O Brasil firmou nesta quinta-feira (13/11) acordo com a Santa Sé em relação a alguns aspectos do estatuto jurídico da Igreja Católica no Brasil.  Pela manhã, o presidente Luiz Inácio Lula da Silva foi recebido no Vaticano pelo papa Bento XVI para a solenidade de assinatura do documento, que trata de assuntos como casamento religioso com efeito civil, reconhecimento de títulos universitários, vínculo empregatício dos padres e bispos, entre outros pontos considerados muito importantes para o povo brasileiro.
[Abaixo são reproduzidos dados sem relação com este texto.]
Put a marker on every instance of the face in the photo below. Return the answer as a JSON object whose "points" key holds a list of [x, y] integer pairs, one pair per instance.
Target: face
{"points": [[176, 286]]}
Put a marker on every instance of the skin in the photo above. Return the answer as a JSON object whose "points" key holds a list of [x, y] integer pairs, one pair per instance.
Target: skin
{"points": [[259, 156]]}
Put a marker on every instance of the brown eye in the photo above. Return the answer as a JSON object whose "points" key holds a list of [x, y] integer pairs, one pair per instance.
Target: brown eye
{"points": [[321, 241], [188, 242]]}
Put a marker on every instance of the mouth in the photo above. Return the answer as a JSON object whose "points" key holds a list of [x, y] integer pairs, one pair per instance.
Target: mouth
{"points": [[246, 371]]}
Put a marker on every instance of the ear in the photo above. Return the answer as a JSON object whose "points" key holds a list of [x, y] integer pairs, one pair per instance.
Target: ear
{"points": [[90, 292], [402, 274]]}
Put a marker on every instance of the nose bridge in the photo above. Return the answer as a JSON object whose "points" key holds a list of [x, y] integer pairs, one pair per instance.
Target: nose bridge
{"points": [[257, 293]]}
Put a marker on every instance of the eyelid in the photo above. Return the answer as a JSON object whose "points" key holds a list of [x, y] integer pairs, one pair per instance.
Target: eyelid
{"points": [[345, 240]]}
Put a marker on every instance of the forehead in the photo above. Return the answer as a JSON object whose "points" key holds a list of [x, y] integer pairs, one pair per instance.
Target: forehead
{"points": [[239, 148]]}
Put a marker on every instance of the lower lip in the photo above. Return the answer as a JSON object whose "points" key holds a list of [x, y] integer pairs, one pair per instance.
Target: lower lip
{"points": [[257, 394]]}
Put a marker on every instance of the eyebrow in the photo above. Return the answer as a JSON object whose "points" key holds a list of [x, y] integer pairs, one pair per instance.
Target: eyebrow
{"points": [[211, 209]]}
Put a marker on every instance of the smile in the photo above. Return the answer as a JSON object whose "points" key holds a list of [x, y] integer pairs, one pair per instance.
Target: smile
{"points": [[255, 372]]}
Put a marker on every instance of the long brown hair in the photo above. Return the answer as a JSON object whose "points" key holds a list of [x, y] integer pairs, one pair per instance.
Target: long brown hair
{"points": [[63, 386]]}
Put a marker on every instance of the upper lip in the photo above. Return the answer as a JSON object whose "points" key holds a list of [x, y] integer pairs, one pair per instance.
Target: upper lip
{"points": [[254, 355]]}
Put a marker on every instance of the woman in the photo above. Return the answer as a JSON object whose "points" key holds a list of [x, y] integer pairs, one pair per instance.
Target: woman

O arcebispo dom Itamar Vian concedeu entrevista coletiva para dar maiores explicações sobre o assunto. Veja abaixo as respostas do religioso a alguns questionamentos dos repórteres de diversos veículos de comunicação:    

Por que um acordo entre a santa sé e o estado brasileiro?

- O acordo responde a uma exigência da Igreja de ter certeza jurídica, isto é, reunir em um único texto legislativo, o estatuto jurídico da Igreja Católica no Brasil. Este texto tem força jurídica de um tratado internacional, sendo estipulado entre duas entidades soberanas de direito internacional: O Estado brasileiro e a Santa Sé.

 

Quais são os pontos mais importantes do acordo?

- Primeiramente a reafirmação da personalidade jurídica da Igreja Católica e de suas instituições, a saber, a Conferência Nacional dos Bispos do Brasil, Arquidiocese, Dioceses, Paróquias. Em segundo lugar, o reconhecimento da filantropia dos benefícios tributários, entre outros como: reconhecimento dos títulos acadêmicos universitários, ensino religioso nas escolas, o reconhecimento dos efeitos civis do casamento religioso, a exclusão da legislação da jurisprudência trabalhista do vínculo empregatício entre os padres e suas dioceses.

 

Quando entrará em vigor o acordo?

- O último artigo do Acordo determina que o mesmo entrará em vigor no momento da troca dos instrumentos documentais de ratificação. Como se sabe, a competência para “ratificar” um tratado internacional cabe, no sistema constitucional brasileiro, ao Congresso Nacional. De fato, o Art. 49, inciso I, da Constituição Federal dispõe: “É de competência exclusiva do Congresso Nacional resolver definitivamente sobre tratados, acordos ou atos internacionais que acarretam encargos ou compromissos gravosos ao patrimônio nacional”; complementar a esta norma é o que dispôs o art. 84, inciso VIII, da mesma Carta Magna: “Compete ao Presidente da República celebrar tratados, convenções e atos internacionais, sujeitos a referendo do Congresso Nacional”.

 

A Igreja Católica, através deste acordo, recebeu privilégios?

- Não. Não recebeu privilégio nenhum porque este acordo confirma, consolida e sistematiza o que já estava no ordenamento jurídico brasileiro.